Ferner meint der Kläger, das Verhältnis des Staates zu den Wehrmachtsangehörigen könne, auch wenn es sich um zeitverpflichtete Soldaten handle, nicht einem Dienstverhältnis gleichgehalten werden. Diese Ansicht steht mit der Gesetzeslage im Widerspruch, wonach diese Gleichstellung ausdrücklich angeordnet ist. Es erübrigen sich daher Erwägungen in der Richtung, ob diese Gleichstellung sachlich begrundet ist.

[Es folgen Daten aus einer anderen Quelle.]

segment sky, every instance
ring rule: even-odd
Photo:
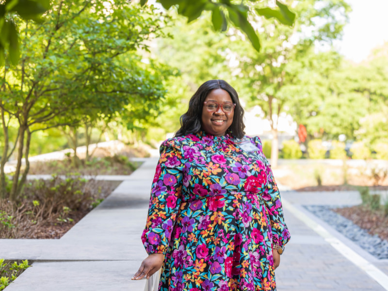
[[[356,63],[388,41],[388,0],[348,0],[353,11],[341,41],[335,46],[345,58]]]

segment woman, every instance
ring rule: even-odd
[[[279,192],[259,137],[244,136],[236,91],[198,89],[164,141],[142,241],[149,254],[133,279],[162,266],[161,291],[275,290],[290,239]]]

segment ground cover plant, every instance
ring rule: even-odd
[[[0,291],[3,290],[25,270],[31,266],[28,260],[10,260],[0,259]]]
[[[339,191],[339,195],[341,191],[359,191],[362,204],[333,210],[371,235],[377,234],[381,239],[388,241],[388,201],[381,201],[381,196],[375,194],[388,191],[386,169],[290,162],[281,164],[274,172],[278,183],[297,191]]]
[[[0,201],[0,239],[59,239],[120,183],[80,176],[27,182],[14,201]]]

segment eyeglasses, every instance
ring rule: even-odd
[[[221,104],[212,101],[205,101],[203,102],[203,104],[205,104],[205,107],[209,112],[218,111],[218,108],[221,106],[221,110],[225,113],[231,113],[236,106],[235,103],[224,103]]]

Nach § 4 Abs. 2 ASVG. ist Dienstnehmer im Sinne dieses Gesetzes, wer in einem Verhältnis persönlicher und wirtschaftlicher Abhängigkeit gegen Entgelt beschäftigt ist. Es kommt also nicht darauf an, ob das Rechtsverhältnis ein privatrechtliches oder ein öffentlichrechtliches ist. Ferner wird in § 5 Abs. 1 Z. 3 a ASVG. bestimmt, daß das Gesetz unter gewissen Voraussetzungen auf öffentlichrechtliche Dienstverhältnisse Anwendung zu finden hat. Diese Voraussetzungen sind, wie das Berufungsgericht zutreffend ausführte, hier gegeben. Verfehlt ist der Hinweis auf die Stellung der Präsenzdienstpflichtigen, weil für diese eine andere gesetzliche Regelung getroffen wurde (1 Ob 177/60).
Beiden Rechtsmitteln mußte daher ein Erfolg versagt bleiben.